There are a number of things to try if the optimizer fails to
converge.
- Check the derivative specification:
If derivatives are specified by using the GRADIENT,
HESSIAN, JACOBIAN,
CRPJAC, or JACNLC statement,
you can compare the specified derivatives with those computed by
finite-difference approximations (specifying the FD and
FDHESSIAN option).
Use the GRADCHECK option to check if the gradient
is correct. For more information, refer to the section "Testing the Gradient Specification".
- Forward-difference derivatives specified with the FD=
or FDHESSIAN= option may not be precise enough to satisfy
strong gradient termination criteria. You may need to specify
the more expensive central-difference formulas or use
analytical derivatives.
The finite-difference intervals
may be too small or too big and the finite-difference
derivatives may be erroneous. You can specify the FDINT=
option to compute better finite-difference intervals.
- Change the optimization technique:
For example, if you use the default TECH=LEVMAR, you can
- change to TECH=QUANEW or to TECH=NRRIDG
- run some iterations with TECH=CONGRA, write the results
in an OUTEST= data set, and use them as initial
values specified by an INEST= data
set in a second run with a different TECH= technique
- Change or modify the update technique
and the line-search algorithm:
This method applies only to TECH=QUANEW,
TECH=HYQUAN, or TECH=CONGRA.
For example, if you use the default update formula and the
default line-search algorithm, you can
- Change the initial values by using a grid search specification
to obtain a set of good feasible starting values.
The (projected) gradient at a stationary point is zero and that results in
a zero step length. The stopping criteria are satisfied.
There are two ways to avoid this situation:
- Use the DECVAR statement to specify a grid of
feasible starting points.
- Use the OPTCHECK= option to
avoid terminating at the stationary point.

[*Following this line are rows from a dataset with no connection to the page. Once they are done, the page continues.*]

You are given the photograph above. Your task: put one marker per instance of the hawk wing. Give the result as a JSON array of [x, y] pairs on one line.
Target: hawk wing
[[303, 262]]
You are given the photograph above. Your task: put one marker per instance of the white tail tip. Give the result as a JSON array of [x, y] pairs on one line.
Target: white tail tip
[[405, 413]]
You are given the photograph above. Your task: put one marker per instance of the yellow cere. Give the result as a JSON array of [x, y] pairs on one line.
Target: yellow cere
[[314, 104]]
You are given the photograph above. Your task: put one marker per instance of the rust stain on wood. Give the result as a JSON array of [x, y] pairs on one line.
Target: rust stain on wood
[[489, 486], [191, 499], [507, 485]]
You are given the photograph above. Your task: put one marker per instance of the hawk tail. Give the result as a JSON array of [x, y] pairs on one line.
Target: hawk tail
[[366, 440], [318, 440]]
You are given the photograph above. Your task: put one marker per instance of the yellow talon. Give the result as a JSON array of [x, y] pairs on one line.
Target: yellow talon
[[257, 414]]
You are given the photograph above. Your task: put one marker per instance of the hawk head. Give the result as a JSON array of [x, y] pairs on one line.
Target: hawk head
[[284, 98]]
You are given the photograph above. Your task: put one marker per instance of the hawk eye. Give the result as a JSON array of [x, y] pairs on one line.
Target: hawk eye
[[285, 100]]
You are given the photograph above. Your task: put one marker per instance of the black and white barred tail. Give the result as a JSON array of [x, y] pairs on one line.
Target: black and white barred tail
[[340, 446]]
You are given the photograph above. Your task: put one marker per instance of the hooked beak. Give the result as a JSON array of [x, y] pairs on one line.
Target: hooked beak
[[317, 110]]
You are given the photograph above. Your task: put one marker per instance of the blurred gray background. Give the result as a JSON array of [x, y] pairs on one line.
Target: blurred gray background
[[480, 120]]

The signs of the eigenvalues of the (reduced) Hessian matrix
contain information regarding a stationary point:
- If all eigenvalues are positive,
the Hessian matrix is positive definite and
the point is a minimum point.
- If some of the eigenvalues are positive and all
remaining eigenvalues are zero,
the Hessian matrix is positive semidefinite and
the point is a minimum or saddle point.
- If all eigenvalues are negative,
the Hessian matrix is negative definite and
the point is a maximum point.
- If some of the eigenvalues are negative and all
remaining eigenvalues are zero,
the Hessian matrix is negative semidefinite and
the point is a maximum or saddle point.
- If all eigenvalues are zero,
the point can be a minimum, maximum, or saddle point.
In some applications, PROC NLP may result in parameter
estimates that are not precise enough. Usually this means
that the procedure terminated too early at a point
too far from the optimal point. The termination
criteria define the size of the termination region around the
optimal point. Any point inside this region can be accepted for
terminating the optimization process.
The default values of the termination criteria are set to satisfy
a reasonable compromise between the computational effort (computer
time) and the precision of the computed estimates for the most
common applications. However, there are a number of circumstances
where the default values of the termination criteria
specify a region that is either too large or too small.

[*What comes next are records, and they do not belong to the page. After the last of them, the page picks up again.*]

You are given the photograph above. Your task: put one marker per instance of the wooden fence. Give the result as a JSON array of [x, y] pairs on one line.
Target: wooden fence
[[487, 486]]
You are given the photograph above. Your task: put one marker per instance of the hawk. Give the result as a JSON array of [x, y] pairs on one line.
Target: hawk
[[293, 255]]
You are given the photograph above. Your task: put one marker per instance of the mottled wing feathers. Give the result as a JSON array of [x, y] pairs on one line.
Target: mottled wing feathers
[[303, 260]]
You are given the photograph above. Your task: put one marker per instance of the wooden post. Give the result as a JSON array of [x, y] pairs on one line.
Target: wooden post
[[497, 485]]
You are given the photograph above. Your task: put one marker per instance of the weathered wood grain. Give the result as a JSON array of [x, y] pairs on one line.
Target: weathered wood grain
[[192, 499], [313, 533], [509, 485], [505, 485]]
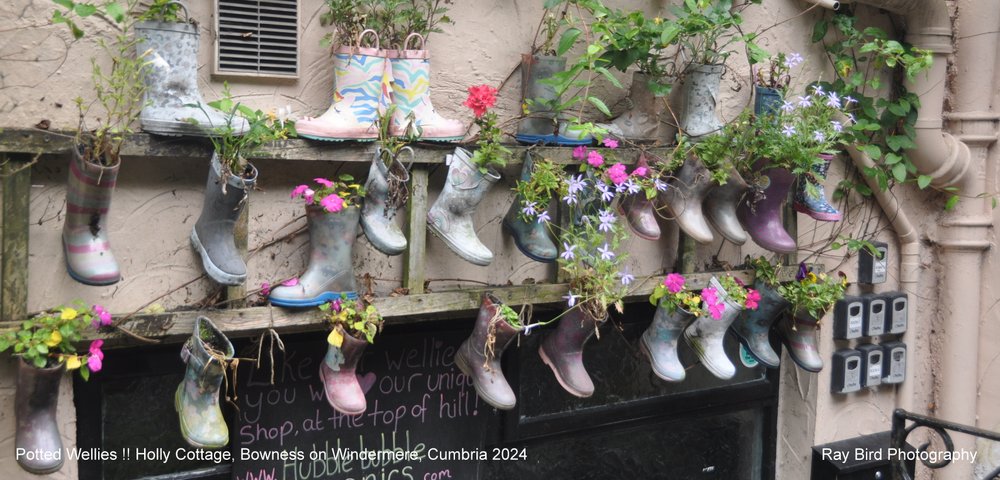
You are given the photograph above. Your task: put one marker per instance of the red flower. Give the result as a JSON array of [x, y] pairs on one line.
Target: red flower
[[481, 98]]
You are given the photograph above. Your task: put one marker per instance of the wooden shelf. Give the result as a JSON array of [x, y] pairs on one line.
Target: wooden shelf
[[176, 326], [36, 141]]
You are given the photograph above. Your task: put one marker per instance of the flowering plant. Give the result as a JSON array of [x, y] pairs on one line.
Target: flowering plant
[[48, 339], [357, 318], [813, 294], [490, 153], [673, 294], [333, 196]]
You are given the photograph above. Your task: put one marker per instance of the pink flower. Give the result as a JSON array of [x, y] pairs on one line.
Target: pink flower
[[753, 296], [332, 203], [595, 159], [617, 174], [674, 282]]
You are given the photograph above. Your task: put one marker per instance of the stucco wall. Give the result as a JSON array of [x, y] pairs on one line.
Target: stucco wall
[[158, 200]]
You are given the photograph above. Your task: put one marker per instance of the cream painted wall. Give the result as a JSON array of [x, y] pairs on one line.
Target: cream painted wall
[[158, 200]]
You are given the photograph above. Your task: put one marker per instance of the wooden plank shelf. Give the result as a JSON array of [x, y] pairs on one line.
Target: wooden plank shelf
[[36, 141], [176, 326]]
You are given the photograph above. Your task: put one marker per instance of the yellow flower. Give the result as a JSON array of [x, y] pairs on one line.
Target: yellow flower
[[336, 338], [54, 339], [73, 362]]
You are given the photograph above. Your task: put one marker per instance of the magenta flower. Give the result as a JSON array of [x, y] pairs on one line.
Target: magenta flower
[[332, 203], [617, 174], [595, 159], [674, 282], [324, 182]]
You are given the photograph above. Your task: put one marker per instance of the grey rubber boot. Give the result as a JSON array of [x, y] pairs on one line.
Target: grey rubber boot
[[197, 397], [706, 335], [171, 81], [35, 405], [212, 236], [562, 351], [377, 215], [531, 238], [472, 358], [701, 94], [659, 342], [684, 198], [753, 327], [641, 122], [720, 208], [799, 334], [330, 275], [450, 218]]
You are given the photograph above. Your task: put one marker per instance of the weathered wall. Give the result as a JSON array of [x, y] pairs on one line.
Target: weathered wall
[[158, 200]]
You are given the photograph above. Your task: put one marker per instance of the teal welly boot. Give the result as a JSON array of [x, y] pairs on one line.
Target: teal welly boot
[[330, 275], [816, 206], [753, 327], [197, 399], [531, 238]]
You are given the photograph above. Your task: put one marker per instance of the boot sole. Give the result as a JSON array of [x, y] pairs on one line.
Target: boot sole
[[464, 367], [322, 375], [214, 272], [517, 243], [547, 361], [184, 430], [315, 301], [454, 248]]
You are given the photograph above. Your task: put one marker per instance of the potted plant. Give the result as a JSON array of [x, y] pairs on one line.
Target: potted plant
[[723, 299], [676, 307], [353, 325], [497, 326], [753, 327], [810, 296], [96, 157], [794, 141], [45, 345], [231, 177], [470, 176], [333, 213]]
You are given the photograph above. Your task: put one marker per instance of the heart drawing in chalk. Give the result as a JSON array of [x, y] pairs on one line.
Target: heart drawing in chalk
[[366, 381]]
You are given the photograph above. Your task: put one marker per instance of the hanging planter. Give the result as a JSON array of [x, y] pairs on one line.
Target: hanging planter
[[333, 216]]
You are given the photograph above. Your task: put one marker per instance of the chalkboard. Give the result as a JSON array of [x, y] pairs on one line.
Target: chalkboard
[[419, 405]]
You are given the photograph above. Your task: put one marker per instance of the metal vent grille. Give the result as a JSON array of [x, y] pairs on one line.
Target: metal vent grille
[[257, 37]]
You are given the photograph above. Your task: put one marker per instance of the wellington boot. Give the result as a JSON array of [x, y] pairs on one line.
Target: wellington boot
[[706, 335], [450, 218], [377, 214], [562, 351], [197, 399], [35, 405], [659, 342], [531, 238], [85, 232], [411, 94], [212, 236], [481, 361], [363, 79], [340, 383], [330, 275], [753, 327]]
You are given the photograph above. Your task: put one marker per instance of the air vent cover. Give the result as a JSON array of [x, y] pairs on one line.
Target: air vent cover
[[257, 37]]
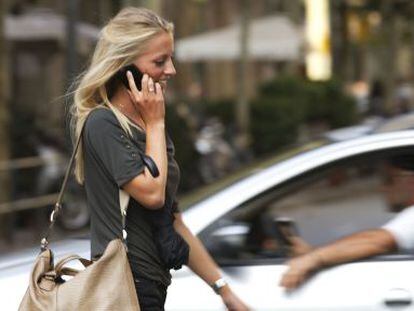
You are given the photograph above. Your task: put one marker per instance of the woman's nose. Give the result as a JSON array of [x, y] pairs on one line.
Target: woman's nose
[[170, 69]]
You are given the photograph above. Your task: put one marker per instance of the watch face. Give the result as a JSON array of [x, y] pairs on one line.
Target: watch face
[[217, 285]]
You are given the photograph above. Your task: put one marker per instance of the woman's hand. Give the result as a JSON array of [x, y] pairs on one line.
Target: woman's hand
[[149, 101]]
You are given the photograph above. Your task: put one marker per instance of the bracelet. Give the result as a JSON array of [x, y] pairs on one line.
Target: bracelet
[[219, 284]]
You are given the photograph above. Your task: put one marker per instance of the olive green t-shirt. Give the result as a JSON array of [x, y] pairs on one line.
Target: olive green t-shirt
[[111, 159]]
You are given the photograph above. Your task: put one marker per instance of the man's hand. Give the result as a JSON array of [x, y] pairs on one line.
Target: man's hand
[[299, 270], [232, 302]]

If the termination region is too large, it can contain
points with low precision.
In such cases, you should inspect
the log or list output to find the message stating which
termination criterion terminated the optimization process.
In many applications, you can obtain a solution with higher
precision by simply using the old parameter estimates as
starting values in a subsequent run where you specify a
smaller value for the termination criterion that was
satisfied at the previous run.
If the termination region is too small,
the optimization process may take longer
to find a point inside such a region or may not even find such
a point due to rounding errors in function values and
derivatives. This can easily happen in applications where
finite-difference approximations of derivatives are used
and the GCONV and ABSGCONV termination criteria are too
small to respect rounding errors in the gradient values.